Pfaffenried/Rot - Am Sonntag blühten sie auf , die Gesichter der älteren Landwirtsfamilien, als Armin seinen Bulldog vor den Binder spannte. Er brauchte lediglich Standgas, um mit dem sonoren Blobb - blobb … … die filigrane, faszinierend transparente Mechanik des alten „FAHR“ mit der Zapfwelle in Bewegung zu setzen.

 

Da wurden sie gegenwärtig - die Erinnerungen … … .Die Jungen rieben sich die Augen. Sie konnten sich nicht satt sehen, mit welcher Eleganz und Umsicht der Dinkel geschnitten, von der Haspel parallel gelegt, unter den Tüchern verschwand , von diesen auf den Bindetisch befördert und dort mit einem eleganten Schwung, wie von Zaubernadel gebunden, mit einem leisen Rätsch Klick von der Auswurf Gabel in einer geraden Reihe auf den Stoppeln abgelegt wurde.
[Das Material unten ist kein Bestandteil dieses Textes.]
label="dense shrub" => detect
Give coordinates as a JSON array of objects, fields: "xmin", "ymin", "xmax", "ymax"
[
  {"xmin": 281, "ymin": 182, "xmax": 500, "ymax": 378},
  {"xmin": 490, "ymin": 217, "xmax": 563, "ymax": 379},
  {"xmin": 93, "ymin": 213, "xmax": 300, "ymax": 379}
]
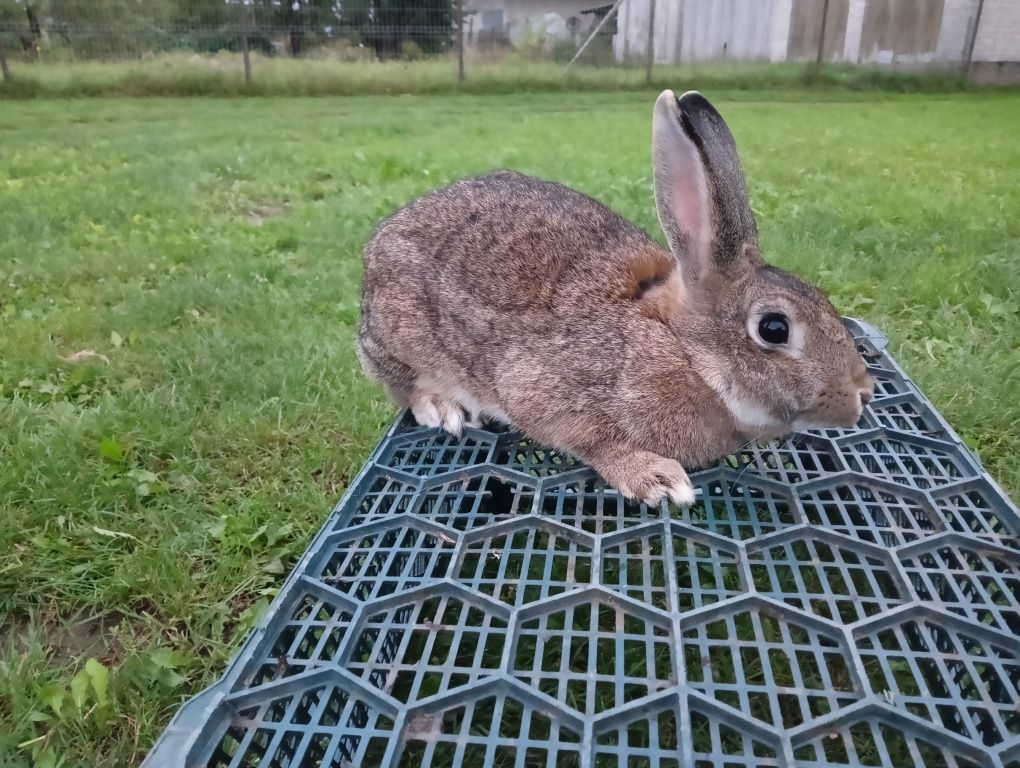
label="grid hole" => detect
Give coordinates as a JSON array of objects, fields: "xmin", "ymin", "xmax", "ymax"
[
  {"xmin": 673, "ymin": 534, "xmax": 743, "ymax": 611},
  {"xmin": 250, "ymin": 595, "xmax": 352, "ymax": 685},
  {"xmin": 904, "ymin": 545, "xmax": 1020, "ymax": 635},
  {"xmin": 594, "ymin": 709, "xmax": 680, "ymax": 768},
  {"xmin": 541, "ymin": 477, "xmax": 661, "ymax": 535},
  {"xmin": 673, "ymin": 473, "xmax": 797, "ymax": 540},
  {"xmin": 859, "ymin": 620, "xmax": 1020, "ymax": 746},
  {"xmin": 794, "ymin": 718, "xmax": 983, "ymax": 768},
  {"xmin": 206, "ymin": 686, "xmax": 394, "ymax": 768},
  {"xmin": 799, "ymin": 479, "xmax": 940, "ymax": 547},
  {"xmin": 398, "ymin": 695, "xmax": 580, "ymax": 768},
  {"xmin": 513, "ymin": 601, "xmax": 676, "ymax": 714},
  {"xmin": 416, "ymin": 474, "xmax": 534, "ymax": 530},
  {"xmin": 691, "ymin": 709, "xmax": 780, "ymax": 768},
  {"xmin": 347, "ymin": 597, "xmax": 507, "ymax": 703},
  {"xmin": 380, "ymin": 431, "xmax": 493, "ymax": 477},
  {"xmin": 682, "ymin": 609, "xmax": 859, "ymax": 728},
  {"xmin": 320, "ymin": 526, "xmax": 455, "ymax": 601},
  {"xmin": 457, "ymin": 518, "xmax": 592, "ymax": 606},
  {"xmin": 602, "ymin": 533, "xmax": 669, "ymax": 610},
  {"xmin": 751, "ymin": 536, "xmax": 903, "ymax": 624}
]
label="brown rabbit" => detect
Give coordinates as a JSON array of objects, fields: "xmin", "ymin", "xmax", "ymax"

Warum suchten wir einen Bindemäher
Meine Frau, Dr. Annerose Weiß und ich, Walter Egel Weiß , halten seit vielen Jahren drei Esel. Aragon , Philomena und die dicke Ronja bekommen als Zusatzfutter Dinkel im Spelz, also ungeschälten Dinkel, um der hohlen Wand oder der Hufrehe vorzubeugen. Denn der Dinkel enthält von unseren Getreidesorten am meisten Silicium. Dieses ist im Spelz erstens bioverfügbar und zweitens hat er keine negativen Wirkungen wie Hornbrüchigkeit und Sklerose der Lunge bei elementarer Silicium Gabe. Täglich eine Handvoll Dinkel im Spelz reicht . Den Erfolg sieht man am seidigen und glänzendem Fell.

Bioverfügbares Silicium ist das „ Muniereisen“ einer jeden Zelle. Immer war es schwierig, an guten Dinkel zu kommen. So haben wir seit drei Jahren selber Dinkel angebaut. Damit war es möglich, den Eseln den ganzen Halm mit Ähre zu geben. Die Esel gerieten in Schnappatmung vor lauter Vorfreude auf die Ganzhalmgabe. Es ist immer wieder eine Freude die Esel bei diesem Genuss zu beobachten.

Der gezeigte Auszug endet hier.